En posant, la question des impostures et des vérités en art(s) à partir d’œuvres singulières, il s’agit de s’interroger lors du colloque, sur la manière dont chaque artiste s’arrange ou dérange la « société de l’imposture » en proposant des formes de création inédites, en ayant par exemple recours dans leurs fictions : au plagiat, à la tromperie, au faux dans les productions proposées à leurs publics, pour transgresser de manière critique les impostures présentes dans l’ordinaire de nos vies.

Annonce

Ce colloque sera organisé à l'université Bordeaux Montaigne, Artes, Théâtre des Images les 24 et 25 février 2021.

Argumentaire

Hypocrites, menteurs, fraudeurs, usurpateurs, les imposteurs ont besoin, plus que d’autres, de faire croire, de trouver un public, des victimes qui consentent à ce que le faux soit authentifié comme vrai, que le « pour rire » soit pris « pour de bon »

Gori, R., La fabrique des imposteurs, Babel, 2013, p. 12.

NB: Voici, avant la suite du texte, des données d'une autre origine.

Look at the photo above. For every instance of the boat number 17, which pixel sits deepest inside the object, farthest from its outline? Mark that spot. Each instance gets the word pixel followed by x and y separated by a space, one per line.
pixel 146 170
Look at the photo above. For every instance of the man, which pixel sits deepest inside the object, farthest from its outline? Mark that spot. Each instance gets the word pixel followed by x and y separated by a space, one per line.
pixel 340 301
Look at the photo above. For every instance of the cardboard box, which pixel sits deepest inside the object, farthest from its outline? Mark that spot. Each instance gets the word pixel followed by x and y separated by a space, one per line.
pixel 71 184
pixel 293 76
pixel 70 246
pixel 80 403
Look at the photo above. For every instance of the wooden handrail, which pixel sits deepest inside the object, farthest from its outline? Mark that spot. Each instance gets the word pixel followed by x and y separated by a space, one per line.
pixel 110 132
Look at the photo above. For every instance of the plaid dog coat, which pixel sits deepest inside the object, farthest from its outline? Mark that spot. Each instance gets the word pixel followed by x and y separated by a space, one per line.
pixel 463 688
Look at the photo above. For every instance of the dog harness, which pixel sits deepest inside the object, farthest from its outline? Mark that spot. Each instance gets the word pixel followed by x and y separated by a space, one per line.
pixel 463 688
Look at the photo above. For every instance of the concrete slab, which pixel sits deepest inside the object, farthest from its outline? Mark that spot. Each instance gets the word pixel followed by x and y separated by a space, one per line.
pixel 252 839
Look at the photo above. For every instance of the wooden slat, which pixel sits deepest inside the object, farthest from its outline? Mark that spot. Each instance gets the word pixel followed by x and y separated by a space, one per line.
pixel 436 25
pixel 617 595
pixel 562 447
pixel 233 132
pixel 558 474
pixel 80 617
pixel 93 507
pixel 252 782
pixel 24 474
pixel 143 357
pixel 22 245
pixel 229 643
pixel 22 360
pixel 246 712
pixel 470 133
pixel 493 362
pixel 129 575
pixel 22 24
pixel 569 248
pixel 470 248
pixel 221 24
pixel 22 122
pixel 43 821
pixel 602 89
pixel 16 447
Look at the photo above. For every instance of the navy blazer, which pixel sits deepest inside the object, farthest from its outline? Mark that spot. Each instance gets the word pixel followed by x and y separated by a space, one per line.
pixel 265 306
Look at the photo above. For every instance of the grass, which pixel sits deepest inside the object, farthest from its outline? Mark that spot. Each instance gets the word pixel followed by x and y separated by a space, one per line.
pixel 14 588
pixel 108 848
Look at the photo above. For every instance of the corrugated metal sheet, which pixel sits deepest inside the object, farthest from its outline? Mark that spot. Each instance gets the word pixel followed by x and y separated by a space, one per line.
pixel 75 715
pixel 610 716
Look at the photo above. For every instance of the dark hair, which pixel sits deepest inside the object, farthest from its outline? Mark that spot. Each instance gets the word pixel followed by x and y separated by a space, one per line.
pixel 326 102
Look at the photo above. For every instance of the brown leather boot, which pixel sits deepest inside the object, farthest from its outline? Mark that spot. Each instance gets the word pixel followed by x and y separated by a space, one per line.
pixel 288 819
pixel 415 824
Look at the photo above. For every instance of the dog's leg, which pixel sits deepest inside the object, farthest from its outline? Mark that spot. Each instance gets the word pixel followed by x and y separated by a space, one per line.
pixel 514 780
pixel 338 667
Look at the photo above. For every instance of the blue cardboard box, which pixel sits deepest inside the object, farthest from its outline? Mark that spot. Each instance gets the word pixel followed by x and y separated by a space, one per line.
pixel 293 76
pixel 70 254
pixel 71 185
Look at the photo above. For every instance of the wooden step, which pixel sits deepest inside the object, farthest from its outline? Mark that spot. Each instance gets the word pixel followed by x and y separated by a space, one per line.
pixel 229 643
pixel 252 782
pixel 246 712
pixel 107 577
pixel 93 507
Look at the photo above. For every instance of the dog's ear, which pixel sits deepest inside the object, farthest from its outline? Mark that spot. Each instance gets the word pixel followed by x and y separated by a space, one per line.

En posant, la question des impostures et des vérités en art(s) à partir d’œuvres singulières, il s’agit de s’interroger lors du colloque, sur la manière dont chaque artiste s’arrange ou dérange la « société de l’imposture » en proposant des formes de création inédites, en ayant par exemple recours dans leurs fictions : au plagiat, à la tromperie, au faux dans les productions proposées à leurs publics, pour transgresser de manière critique les impostures présentes dans l’ordinaire de nos vies.

Historicité

Comme l’ont souligné les situationnistes dans les années 1960 et 1970, avec l’avènement de la « société du spectacle » la notion même d’imposture est rendue caduque puisque le mensonge, la tromperie ne s’opposent plus à la vérité de l’histoire. En avançant la proposition que « le vrai est un moment du faux » Debord s’avère alors plus proche de la conception benjaminienne de la dialectique, qui repose sur une vision du temps non homogène, que de Hegel ou de Marx comme beaucoup de commentateurs l’ont affirmé. Benjamin écrit : « Chaque présent est déterminé par les images qui sont synchrones [synchronistisch] avec lui ; chaque Maintenant est le Maintenant d’une connaissabilité déterminée. Avec lui, la vérité est chargée de temps jusqu’à en exploser. » (Benjamin, 1993 : N3, 1). C’est donc bien le rapport de la vérité au temps qui est posé par Benjamin.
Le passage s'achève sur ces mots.